Anna terduduk di sudut depan, tubuhnya gemetar dan tangannya terkepal. Gadis itu menangis dalam ketakutannya.
Anna mencoba meredakan ketakutannya, namun suara-suara kekerasan yang terdengar dari balik pintu terus menggema di telinganya. Perasaannya campur aduk antara khawatir dan bingung. Di satu sisi, dia ingin masuk dan menghentikan apa pun yang terjadi, tetapi di sisi lain, rasa takut menahannya.
Pikiran Anna berputar liar. Selama ini, dia mengenal Devan sebagai sosok yang pendiam, dingin, tetapi tidak pernah dia bayangkan bahwa pria itu menyimpan luka yang begitu dalam dan kelam. Ternyata, di balik sikapnya yang keras, ada penderitaan yang tak pernah dia bagi dengan siapa pun.
"Dev, kamu kenapa gak pernah cerita?" bisik Anna pada dirinya sendiri, suaranya tertahan di tenggorokan.

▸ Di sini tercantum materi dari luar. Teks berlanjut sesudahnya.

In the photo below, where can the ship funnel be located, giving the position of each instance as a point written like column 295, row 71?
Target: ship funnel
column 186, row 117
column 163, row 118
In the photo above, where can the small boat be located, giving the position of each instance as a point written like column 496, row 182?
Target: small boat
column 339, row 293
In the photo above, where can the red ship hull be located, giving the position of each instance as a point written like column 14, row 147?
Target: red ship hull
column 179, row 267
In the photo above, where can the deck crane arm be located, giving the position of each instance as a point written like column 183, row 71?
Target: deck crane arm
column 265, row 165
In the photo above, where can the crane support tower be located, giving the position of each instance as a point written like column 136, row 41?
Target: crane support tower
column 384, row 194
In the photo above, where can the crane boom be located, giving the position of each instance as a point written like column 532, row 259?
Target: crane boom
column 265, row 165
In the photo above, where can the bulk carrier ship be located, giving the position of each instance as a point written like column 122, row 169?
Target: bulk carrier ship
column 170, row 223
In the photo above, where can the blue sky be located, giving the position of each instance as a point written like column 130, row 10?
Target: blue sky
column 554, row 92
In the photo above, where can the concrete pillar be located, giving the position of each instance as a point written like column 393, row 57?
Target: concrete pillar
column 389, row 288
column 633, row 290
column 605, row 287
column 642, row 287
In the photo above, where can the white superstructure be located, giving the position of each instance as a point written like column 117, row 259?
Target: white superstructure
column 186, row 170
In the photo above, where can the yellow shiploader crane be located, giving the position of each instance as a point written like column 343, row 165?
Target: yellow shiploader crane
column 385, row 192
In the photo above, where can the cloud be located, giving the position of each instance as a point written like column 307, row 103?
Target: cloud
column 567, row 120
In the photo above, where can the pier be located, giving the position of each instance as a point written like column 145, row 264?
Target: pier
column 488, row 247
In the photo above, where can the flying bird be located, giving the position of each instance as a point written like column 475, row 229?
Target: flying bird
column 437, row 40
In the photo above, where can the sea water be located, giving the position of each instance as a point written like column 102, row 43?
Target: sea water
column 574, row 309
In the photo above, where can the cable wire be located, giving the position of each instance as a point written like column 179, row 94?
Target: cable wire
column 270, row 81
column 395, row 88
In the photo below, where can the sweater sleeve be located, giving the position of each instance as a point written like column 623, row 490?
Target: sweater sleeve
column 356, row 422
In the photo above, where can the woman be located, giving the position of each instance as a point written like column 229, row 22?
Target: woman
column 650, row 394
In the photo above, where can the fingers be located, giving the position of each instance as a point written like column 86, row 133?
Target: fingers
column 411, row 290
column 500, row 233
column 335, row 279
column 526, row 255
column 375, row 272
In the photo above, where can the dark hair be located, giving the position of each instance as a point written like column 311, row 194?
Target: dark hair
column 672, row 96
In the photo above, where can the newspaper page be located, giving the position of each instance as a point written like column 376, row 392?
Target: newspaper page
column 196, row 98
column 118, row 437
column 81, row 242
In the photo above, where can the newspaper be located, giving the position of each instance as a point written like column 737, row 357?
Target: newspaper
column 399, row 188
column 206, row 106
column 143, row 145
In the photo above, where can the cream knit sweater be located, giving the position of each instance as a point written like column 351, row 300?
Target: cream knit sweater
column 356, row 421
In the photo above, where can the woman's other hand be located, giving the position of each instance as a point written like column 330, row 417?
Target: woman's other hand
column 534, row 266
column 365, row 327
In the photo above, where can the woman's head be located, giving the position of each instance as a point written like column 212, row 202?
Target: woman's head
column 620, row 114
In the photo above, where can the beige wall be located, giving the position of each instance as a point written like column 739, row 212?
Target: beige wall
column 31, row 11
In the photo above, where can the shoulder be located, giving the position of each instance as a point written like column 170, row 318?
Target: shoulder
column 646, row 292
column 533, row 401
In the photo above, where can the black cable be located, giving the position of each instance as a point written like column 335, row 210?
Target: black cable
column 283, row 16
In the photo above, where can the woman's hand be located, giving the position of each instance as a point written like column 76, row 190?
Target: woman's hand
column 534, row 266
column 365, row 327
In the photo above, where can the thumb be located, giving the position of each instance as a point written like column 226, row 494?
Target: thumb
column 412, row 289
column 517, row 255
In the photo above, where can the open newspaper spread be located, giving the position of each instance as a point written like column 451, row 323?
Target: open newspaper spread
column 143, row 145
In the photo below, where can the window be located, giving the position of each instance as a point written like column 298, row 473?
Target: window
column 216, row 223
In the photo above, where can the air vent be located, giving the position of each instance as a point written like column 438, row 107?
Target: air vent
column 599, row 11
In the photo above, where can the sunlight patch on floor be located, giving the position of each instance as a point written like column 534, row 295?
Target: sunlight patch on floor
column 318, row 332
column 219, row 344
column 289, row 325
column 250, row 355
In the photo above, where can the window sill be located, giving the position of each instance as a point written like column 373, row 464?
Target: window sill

Tiba-tiba, pintu apartemen terbuka lebih lebar. Devan berdiri di sana, wajahnya merah dan penuh amarah, sementara pria yang lebih tua, yang Anna duga sebagai ayah Devan, terengah-engah di belakangnya. Devan menoleh, terkejut melihat Anna yang terduduk di depan pintu, dengan mata bengkak dan wajah basah oleh air mata.